Similar questions are being asked about whether Ford and Volkswagen will be able to move beyond the memorandum of understanding they signed in June. But company officials are upbeat.

“Ford is committed to improving our fitness as a business and leveraging adaptive business models — which include working with partners to improve our effectiveness and efficiency,” said Jim Farley, Ford’s president of global markets. “This potential alliance with the Volkswagen Group is another example of how we can become more fit as a business, while creating a winning global product portfolio and extending our capabilities.”
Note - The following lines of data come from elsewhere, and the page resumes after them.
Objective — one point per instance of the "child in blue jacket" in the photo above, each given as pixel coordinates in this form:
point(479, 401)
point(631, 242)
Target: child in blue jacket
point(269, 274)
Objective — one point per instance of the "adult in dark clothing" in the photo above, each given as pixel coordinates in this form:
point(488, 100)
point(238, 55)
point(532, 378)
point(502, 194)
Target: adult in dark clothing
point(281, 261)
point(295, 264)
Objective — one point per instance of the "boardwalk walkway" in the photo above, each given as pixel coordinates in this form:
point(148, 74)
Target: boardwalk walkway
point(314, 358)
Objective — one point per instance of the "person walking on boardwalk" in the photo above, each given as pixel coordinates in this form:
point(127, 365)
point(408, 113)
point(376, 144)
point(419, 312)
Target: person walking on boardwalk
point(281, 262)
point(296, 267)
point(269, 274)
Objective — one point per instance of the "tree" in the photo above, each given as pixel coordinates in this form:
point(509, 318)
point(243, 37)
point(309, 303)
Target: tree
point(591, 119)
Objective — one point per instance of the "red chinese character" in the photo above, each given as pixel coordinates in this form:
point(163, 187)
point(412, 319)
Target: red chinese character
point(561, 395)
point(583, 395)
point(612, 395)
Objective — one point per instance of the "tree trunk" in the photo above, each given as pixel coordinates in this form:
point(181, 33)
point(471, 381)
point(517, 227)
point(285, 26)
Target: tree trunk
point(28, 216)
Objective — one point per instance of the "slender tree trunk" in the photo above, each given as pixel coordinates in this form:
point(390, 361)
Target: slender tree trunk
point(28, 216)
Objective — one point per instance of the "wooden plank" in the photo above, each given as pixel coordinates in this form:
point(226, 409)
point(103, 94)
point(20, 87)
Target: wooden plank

The alliance between GM and Honda appears to be moving in the right direction. The two companies already have partnered on the development of hydrogen fuel cells, a technology some see as a viable alternative to battery power. The basic hardware was provided by Honda, but they will now have to find a way to mass produce it at a GM plant in the Detroit suburbs.

Under the new agreement, meanwhile, the Japanese automaker will spend about $2.75 billion over the next decade as part of a partnership aimed at speeding up the development of self-driving vehicles. That will include a $750 million investment in Cruise Automation, GM’s San Francisco-based autonomous vehicle subsidiary that is aiming to start production sometime in 2019.

“Our mission is to deploy this technology safely at massive scale,” GM President Dan Ammann told CNBC earlier this month. “That’s going to require a lot of resources — not just financial resources but also engineering resources.”

Bob Lutz, GM’s former vice chairman, said the pressure on the industry to develop new technology is intense and cost isn’t the only factor driving unlikely business partners.

“There are so many demands on automakers these days for plug-in hybrids, fully electric vehicles, autonomous vehicles, semi-autonomous vehicles,” Lutz told CNBC earlier this month. “There is not enough engineering manpower to go around.”

These days, it’s difficult to find an automaker that doesn’t have some sort of alliance in the works. Daimler has not only taken an equity stake in Aston Martin but is providing the British sports carmaker with V-8 engines and infotainment technology.

Then there’s the Japanese giant Toyota. It teamed up with niche maker Subaruto develop a low-end sports car both brands now sell. It subsequently followed a similar path for another low-volume model.

After years struggling to find the right business plan to bring the once-popular Supra back to life, Toyota turned to BMW. The Bavarian carmaker was finding it impossible to pencil in a case for developing an all-new version of its Z4 roadster. The German model debuted in Paris last month and Toyota has confirmed it will unveil the reborn Supra early next year, likely at the Detroit Auto Show.

With rare exception, automotive alliances aren’t monogamous. Toyota also has teamed with Mazda. Together they are developing new battery-electric vehicles that will be assembled at a new, $1.6 billion factory they are building in Huntsville, Alabama.

The “coopetition,” cooperation among competitors, isn’t limited to deals between automakers. Tech companies are joining the fray.

Japan’s Softbank, for one, announced its own, $2.25 billion investment in GM’s Cruise subsidiary last May. Google signed on with the Renault-Nissan-Mitsubishi Alliance in May to develop the group’s new infotainment system, which is expected to integrate some Google Home capabilities.

Expect to see even more alliances, said AutoTrader’s Krebs. The ones announced in just the last few months demonstrate that partnerships are “necessary to take on these expensive ventures that likely will not return a profit in the near term,” she said.